The thing about sustainability is our lives depend on caring for our environment. Most people know that without trees we don’t have oxygen, so that’s the obvious. We need trees, we need oxygen, but at the same time, trees do so much more. They have the ability to keep homes cooler when temperatures are very high and we have the experienced some of the hottest days this year, so again temperatures continue to climb year after year. Trees are great ways to address the problem.
What are some of the ways that other organizations doing work similar to what you and Esperanza are doing can keep equity in mind?
My recommendation would be not to reinvent the wheel, but form partnerships that will allow that to happen. All of the work that we do at Esperanza is thanks to the partnerships that we have with TreePhilly, PHS, with our local stakeholders and also our neighbors. It’s all about building those partnerships and connections.
Rev. Richard Harris
Generocity: Could you tell us about Grace Townhomes and how the initial progress started?
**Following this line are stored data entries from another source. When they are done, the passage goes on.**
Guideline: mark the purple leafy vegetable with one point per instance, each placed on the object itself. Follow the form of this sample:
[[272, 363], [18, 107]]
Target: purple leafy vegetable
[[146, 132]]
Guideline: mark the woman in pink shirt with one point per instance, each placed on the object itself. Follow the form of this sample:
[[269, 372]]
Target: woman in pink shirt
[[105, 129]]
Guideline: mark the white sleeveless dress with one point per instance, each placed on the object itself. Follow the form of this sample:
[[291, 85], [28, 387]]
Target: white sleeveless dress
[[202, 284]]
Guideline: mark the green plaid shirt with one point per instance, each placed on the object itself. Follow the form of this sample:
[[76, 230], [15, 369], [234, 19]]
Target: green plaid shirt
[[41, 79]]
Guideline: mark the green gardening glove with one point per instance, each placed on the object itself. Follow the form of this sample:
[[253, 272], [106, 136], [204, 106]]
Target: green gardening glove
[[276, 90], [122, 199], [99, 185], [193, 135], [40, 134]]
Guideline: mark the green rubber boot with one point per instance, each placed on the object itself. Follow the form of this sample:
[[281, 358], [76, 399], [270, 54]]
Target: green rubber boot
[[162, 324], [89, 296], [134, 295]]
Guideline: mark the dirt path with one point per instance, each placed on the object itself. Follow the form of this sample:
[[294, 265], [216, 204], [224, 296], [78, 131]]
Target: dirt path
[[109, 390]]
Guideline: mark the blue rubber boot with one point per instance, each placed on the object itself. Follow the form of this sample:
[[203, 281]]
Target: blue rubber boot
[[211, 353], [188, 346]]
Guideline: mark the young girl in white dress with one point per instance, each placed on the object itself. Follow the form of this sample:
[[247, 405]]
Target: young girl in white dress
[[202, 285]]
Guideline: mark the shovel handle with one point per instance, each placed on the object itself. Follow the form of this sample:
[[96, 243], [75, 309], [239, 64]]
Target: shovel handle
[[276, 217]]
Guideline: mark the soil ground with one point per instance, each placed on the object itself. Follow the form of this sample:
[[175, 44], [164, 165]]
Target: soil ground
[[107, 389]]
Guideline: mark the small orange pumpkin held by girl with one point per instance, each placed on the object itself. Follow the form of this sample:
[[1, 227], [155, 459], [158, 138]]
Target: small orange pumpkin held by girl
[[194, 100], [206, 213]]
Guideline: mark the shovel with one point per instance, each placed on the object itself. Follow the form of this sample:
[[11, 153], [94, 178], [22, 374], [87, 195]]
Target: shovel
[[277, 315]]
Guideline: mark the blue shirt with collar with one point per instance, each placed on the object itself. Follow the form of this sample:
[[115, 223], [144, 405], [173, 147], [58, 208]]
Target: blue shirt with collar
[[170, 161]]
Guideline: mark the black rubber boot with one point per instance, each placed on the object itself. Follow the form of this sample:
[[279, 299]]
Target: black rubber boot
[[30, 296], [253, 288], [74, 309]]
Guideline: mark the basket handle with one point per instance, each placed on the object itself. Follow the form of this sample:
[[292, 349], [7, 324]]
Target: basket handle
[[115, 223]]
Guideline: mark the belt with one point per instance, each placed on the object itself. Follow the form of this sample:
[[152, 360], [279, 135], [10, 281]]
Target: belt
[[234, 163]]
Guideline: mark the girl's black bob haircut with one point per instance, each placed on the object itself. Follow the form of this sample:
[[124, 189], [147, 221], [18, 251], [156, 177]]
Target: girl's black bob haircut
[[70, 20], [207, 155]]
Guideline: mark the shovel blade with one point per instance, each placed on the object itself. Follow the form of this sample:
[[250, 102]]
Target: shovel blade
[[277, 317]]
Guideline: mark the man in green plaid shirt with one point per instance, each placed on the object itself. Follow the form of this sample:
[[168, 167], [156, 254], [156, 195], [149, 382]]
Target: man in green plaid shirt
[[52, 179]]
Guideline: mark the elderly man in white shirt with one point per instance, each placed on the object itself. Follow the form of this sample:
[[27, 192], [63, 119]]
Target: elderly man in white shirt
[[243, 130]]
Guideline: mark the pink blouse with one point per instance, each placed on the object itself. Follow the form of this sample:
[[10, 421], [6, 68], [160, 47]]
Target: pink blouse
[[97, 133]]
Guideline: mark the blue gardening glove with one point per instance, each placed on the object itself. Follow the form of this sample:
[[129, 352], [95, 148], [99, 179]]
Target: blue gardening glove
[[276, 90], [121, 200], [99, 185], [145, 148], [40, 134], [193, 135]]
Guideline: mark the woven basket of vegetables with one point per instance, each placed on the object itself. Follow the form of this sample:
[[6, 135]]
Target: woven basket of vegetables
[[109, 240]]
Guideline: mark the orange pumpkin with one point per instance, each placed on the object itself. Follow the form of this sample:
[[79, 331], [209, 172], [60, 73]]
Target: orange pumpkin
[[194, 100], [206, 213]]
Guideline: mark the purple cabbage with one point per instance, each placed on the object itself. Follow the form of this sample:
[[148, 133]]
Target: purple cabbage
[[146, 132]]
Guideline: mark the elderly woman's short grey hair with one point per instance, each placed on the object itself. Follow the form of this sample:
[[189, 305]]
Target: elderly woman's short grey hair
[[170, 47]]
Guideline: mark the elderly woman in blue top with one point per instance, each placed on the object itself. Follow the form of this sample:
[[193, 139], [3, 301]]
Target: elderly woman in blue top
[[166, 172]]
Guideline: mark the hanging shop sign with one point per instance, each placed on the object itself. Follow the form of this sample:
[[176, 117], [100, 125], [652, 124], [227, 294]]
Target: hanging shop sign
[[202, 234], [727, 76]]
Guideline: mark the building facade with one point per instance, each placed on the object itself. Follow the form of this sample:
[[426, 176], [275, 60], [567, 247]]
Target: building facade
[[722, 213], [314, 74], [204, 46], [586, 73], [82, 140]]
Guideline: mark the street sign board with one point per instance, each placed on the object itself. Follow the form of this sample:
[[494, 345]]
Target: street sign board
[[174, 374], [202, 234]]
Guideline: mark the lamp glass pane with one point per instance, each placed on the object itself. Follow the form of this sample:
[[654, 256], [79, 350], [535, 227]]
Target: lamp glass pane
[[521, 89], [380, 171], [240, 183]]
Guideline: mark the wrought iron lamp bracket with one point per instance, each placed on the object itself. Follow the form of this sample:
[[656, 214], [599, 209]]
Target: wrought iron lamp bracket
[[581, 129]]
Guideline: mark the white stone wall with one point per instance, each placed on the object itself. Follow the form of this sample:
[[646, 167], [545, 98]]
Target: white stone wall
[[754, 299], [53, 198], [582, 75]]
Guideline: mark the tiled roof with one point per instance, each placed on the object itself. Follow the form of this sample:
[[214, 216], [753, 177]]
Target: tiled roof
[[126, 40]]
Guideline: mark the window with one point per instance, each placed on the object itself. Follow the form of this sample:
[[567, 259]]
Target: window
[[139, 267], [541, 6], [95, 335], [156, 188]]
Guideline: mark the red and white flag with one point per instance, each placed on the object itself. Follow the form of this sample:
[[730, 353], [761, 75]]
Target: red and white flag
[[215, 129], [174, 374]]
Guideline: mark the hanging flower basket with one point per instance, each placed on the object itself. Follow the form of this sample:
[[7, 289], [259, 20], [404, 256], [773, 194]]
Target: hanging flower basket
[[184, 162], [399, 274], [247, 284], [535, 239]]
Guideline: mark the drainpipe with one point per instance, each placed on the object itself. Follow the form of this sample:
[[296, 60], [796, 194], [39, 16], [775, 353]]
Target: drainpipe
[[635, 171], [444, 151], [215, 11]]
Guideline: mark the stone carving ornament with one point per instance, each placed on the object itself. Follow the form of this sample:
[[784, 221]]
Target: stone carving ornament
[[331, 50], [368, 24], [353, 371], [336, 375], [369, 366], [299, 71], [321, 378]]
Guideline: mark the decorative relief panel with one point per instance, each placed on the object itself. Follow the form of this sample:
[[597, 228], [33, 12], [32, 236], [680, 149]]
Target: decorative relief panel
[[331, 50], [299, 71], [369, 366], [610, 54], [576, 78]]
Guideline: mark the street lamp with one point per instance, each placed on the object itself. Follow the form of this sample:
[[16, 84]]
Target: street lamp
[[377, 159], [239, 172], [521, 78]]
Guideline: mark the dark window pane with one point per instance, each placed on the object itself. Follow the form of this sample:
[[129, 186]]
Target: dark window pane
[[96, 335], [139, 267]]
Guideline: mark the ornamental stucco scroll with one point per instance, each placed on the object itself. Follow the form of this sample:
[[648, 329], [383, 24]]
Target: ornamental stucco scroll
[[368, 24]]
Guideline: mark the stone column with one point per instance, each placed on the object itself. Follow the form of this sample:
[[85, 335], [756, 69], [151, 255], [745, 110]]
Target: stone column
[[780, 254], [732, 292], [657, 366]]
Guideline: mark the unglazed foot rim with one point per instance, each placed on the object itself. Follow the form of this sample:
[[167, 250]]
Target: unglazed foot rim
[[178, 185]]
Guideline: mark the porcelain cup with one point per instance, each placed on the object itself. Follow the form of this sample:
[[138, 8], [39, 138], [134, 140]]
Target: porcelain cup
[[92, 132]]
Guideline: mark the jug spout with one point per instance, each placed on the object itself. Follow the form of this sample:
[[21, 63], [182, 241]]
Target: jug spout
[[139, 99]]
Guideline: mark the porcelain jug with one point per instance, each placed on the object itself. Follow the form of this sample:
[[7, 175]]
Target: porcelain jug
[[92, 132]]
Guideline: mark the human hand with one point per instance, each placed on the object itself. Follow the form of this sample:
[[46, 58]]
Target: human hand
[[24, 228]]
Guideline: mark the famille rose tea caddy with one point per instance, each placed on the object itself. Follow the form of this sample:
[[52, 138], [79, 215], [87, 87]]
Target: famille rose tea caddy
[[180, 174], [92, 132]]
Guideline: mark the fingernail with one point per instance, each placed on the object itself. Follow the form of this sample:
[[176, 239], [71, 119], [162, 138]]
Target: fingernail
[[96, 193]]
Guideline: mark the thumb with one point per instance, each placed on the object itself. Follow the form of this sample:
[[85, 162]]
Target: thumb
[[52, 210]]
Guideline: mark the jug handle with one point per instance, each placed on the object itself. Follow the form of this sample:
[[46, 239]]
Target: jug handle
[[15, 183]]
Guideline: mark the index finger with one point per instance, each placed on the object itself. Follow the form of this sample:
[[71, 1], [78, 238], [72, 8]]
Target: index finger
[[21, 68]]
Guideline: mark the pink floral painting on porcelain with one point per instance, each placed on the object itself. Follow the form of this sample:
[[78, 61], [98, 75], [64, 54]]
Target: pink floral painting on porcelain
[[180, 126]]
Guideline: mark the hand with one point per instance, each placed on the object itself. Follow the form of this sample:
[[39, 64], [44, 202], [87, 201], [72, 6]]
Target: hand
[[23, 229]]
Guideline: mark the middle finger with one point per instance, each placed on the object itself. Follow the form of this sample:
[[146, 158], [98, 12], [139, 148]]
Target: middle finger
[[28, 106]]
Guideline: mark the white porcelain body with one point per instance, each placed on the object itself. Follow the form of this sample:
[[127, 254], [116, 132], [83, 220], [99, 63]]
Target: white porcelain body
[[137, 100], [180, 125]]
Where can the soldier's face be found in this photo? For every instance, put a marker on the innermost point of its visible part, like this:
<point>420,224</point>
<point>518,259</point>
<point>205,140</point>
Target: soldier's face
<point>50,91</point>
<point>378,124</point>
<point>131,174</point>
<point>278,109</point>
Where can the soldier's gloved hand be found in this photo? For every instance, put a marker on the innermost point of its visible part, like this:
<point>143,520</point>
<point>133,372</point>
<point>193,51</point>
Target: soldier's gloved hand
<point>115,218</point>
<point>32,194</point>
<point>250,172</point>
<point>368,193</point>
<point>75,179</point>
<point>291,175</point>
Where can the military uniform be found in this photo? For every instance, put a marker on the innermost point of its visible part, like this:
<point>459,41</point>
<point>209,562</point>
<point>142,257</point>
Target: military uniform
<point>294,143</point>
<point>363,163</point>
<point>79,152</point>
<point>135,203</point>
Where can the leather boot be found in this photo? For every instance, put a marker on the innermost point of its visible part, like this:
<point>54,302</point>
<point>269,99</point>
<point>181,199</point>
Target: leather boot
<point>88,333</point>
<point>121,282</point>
RH: We were partnered with our State Rep. Michael O’Brien along with the Women’s Community Revitalization Project that builds low-income homes. We have been building for 30 years and have a track record of building 350-plus homes that they have built for low-income. The area [where] we had built Grace Townhomes was an area that had been overlooked and neglected over a number of years.
The particular site that it is on housed old work mills that stood vacant for years and it took a tragedy for the city to demolish it, which took place in 1979. We came together with WCRP at that site because of its size, and we focused on low-income because of the average salary in the community is relatively low.
How did you get your community involved in these projects?
Community outreach, door-to-door, community meetings and a lot of time and effort. And you know, it did work because the more we engaged the community, the more we shared our vision with the community, the more they were able to see how it would benefit the overall community.
How long did it take to get Grace Townhomes built?
It took a good seven years [before it opened in 2016], which was longer than the norm because of the challenges. One of the biggest challenges that we faced and that was surprising to me was that many in the community were not [in support of] low-income homes. I just think that they were listening to their own voice because we’ve advocated for those within the community that were already at that financial level. So that was the biggest challenge and it took a lot of community outreach and a lot of support to win the overall support of the community.
Do you still see housing as being a great need?
Absolutely, there’s still a need, there’s still a big need, with the trend that is happening now as far as for-profit developers who are coming to the north of Lehigh Avenue every day — not only to the north of Lehigh, but they’re building homes from $250- to $350,000 dollars which is somewhat of a problem because for the immediate area, many cannot afford what they are building. We believe that more mixed-income would be suitable for that community.
What would your advice be to other organizations that would like to start similar projects?
I would look out at what’s in the community and see who has passion for the community and just try to mobilize a core group. Just stir up a conversation and then reach out to others in the community and come up with a game plan, come up with some objectives and then go to your ward leaders, go to your councilperson.